The gunman wants a pal (Mark Strong) sprung from prison and brought to the bank. He wants a Mustang car (like Bullitt drove) to make a getaway. The police chief (Christopher Heyerdahl) and Prime Minister Olof Palme (Shanti Roney) play bureaucratic delaying games. The teller (Rapace) senses their insincerity and that may be why she shifts her support to the gunman. It’s the best we can do because the few heartfelt talks we hear from them don’t explain much. The details of the incident are there, efficiently directed by Robert Budreau, who also wrote the script, but not the deeper analysis. The film says right off the top that the story is true but absurd.

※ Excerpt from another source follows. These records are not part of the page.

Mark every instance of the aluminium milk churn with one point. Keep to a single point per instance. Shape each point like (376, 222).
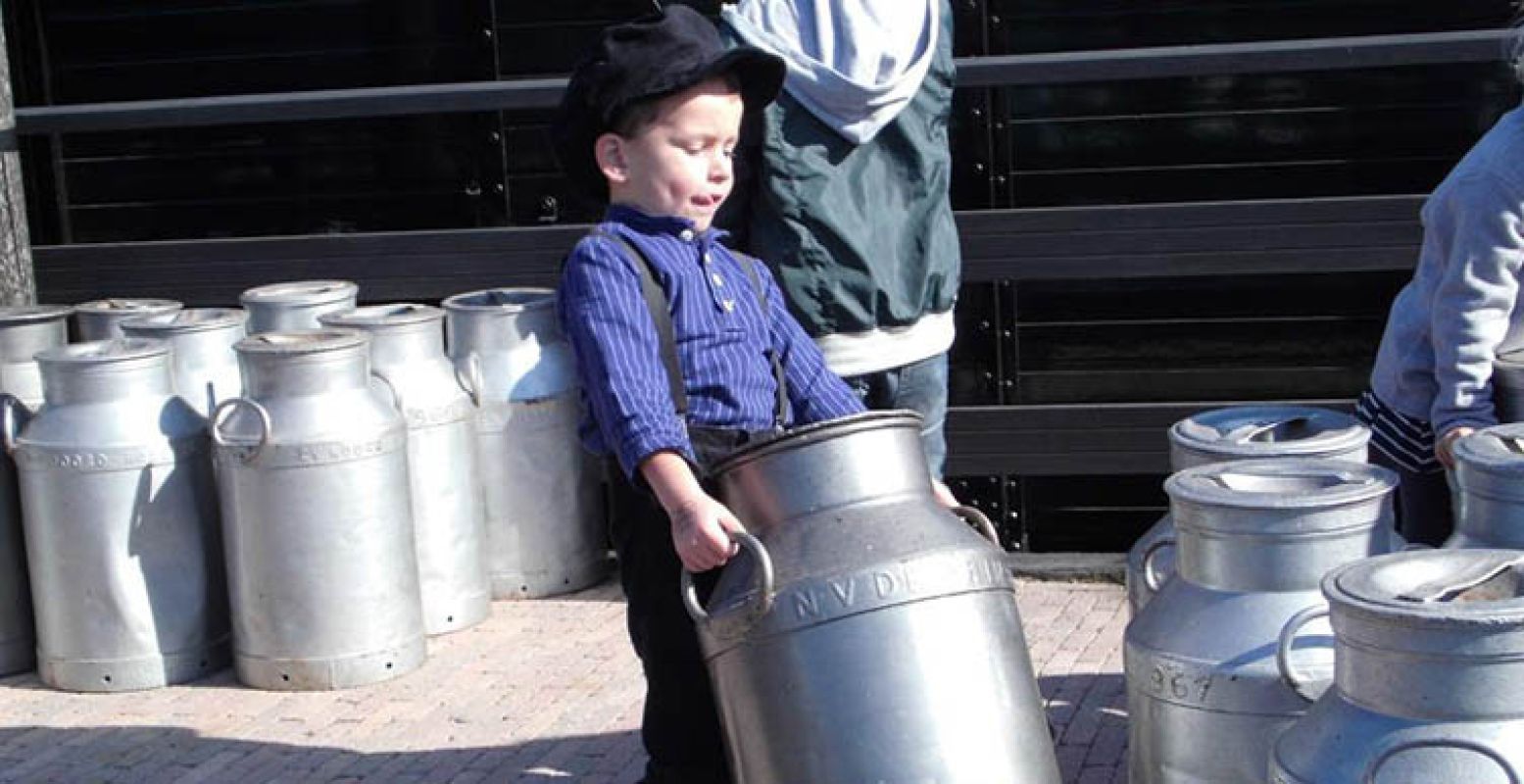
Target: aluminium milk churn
(864, 633)
(1507, 386)
(1430, 679)
(121, 523)
(1490, 498)
(544, 510)
(101, 319)
(25, 329)
(1205, 696)
(296, 306)
(407, 353)
(1238, 433)
(311, 466)
(202, 351)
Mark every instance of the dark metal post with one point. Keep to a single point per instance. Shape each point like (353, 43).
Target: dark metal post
(17, 279)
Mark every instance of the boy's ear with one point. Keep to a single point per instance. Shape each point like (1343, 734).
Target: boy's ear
(609, 150)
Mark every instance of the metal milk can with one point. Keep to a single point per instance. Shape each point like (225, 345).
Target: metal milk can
(1205, 696)
(296, 306)
(1490, 481)
(318, 518)
(1238, 433)
(202, 351)
(407, 353)
(121, 523)
(864, 633)
(1507, 386)
(1430, 677)
(101, 319)
(544, 512)
(25, 329)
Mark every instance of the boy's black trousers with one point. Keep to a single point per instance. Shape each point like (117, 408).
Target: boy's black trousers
(680, 726)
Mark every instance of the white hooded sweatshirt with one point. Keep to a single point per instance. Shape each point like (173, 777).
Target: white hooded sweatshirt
(853, 63)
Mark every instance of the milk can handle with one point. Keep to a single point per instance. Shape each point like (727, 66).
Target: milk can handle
(980, 522)
(763, 589)
(220, 418)
(10, 422)
(1436, 743)
(472, 381)
(1150, 575)
(1288, 635)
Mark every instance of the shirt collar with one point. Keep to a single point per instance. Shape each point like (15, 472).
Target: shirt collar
(667, 224)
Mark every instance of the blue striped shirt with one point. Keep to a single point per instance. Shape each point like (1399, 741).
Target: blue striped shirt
(721, 340)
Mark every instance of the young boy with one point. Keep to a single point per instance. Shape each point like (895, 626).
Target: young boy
(684, 350)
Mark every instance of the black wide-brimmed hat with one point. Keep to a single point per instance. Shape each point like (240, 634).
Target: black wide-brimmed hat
(651, 57)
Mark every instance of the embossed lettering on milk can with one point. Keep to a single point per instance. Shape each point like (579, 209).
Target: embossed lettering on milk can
(1430, 677)
(121, 522)
(1490, 479)
(101, 319)
(25, 329)
(544, 510)
(866, 633)
(1238, 433)
(1205, 696)
(296, 306)
(202, 351)
(407, 351)
(313, 476)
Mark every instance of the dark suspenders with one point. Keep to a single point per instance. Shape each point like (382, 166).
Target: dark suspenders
(662, 318)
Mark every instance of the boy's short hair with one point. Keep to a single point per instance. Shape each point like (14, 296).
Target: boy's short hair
(617, 85)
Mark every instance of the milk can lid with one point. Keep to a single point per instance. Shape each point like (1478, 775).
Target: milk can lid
(379, 316)
(126, 304)
(16, 315)
(1460, 586)
(184, 320)
(1280, 484)
(301, 292)
(299, 342)
(104, 351)
(1496, 450)
(502, 299)
(1268, 430)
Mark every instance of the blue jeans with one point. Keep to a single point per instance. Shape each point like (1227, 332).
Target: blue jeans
(919, 386)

That makes any chaos that erupts feels more clumsy than menacing. The film was up for several Canadian Screen Awards and won two, one of them for its screenplay. (International Village) 3 out of 5
HELLBOY: This is just adolescent stuff. The first f-bomb comes in the second sentence. Within five minutes you get a beheading. Within another five, an impaling. And it doesn’t stop there. The blasting off of body parts and the mutilations keep coming, to the delight of … well, I’m not sure. I found it driven by a “see what I can get away with” cheekiness by Neil Marshall, a director known for horror movies and a couple of Game of Thrones episodes. Guillermo del Toro directed the two previous films and that raised some expectations for this reboot. The film dashed them fast.
It’s a twisted variation on a super-hero story. Hellboy, according to the comic books he comes from, was a late World War II creation by the Nazis. They summoned him from Hell. He now works for an American paranormal institute and in this film is attracted by an English counterpart to track down three pesky “giants” and help “preserve the secret history of Great Britain. That brings in King Arthur and Merlin, believe it or not, a “Blood Queen” (Milla Jovovich) and efforts to revive her. Actually, that means sew her back together. She’s been cut into pieces and hidden in far flung places. There’s an effort to find every part of her and reassemble her. Hellboy (played gruff by David Harbour) has an uneasy relationship with his father (Ian McShane) and pretty well everybody else. They destroy the inside of St. Paul’s Cathedral in the best of the many battle scenes. The film is disjointed, lacks style and thrives on shouted proclamations. (Scotiabank, Marine Gateway and suburban theatres) 2 out of 5
Three others not made available for preview …
THE BEST OF ENEMIES: You’d think there’d be interest in this one, but the studio didn’t preview it here and the box office last week in the US wasn’t great. It tells a true story about racism and coming to an understanding. After a fire closed a black school in North Carolina in 1971, white people refused to share their school and a civil rights activist (Taraji P. Henson) verbally battled a local KKK leader (Sam Rockwell) until they were able to broker a deal.
AFTER: The online publishing sensation by Anna Todd becomes a moody (it seems) film about mismatched lovers. A straight and dutiful daughter goes to college and meets a dark and brooding rebel who changes her life. Not enough to get much promotion by the studio though.
MASTER Z: IP MAN LEGACY: While we wait for a fourth installment in the Chinese series about the martial arts fighter to taught Bruce Lee, here’s a spin off about one of the challengers he defeated along the way. Cheung Tin Chi tries to settle down to a quiet life in Hong Kong but trouble finds him anyway. Legendary director Yuen Woo-Ping choreographs almost two hours of back to back fighting.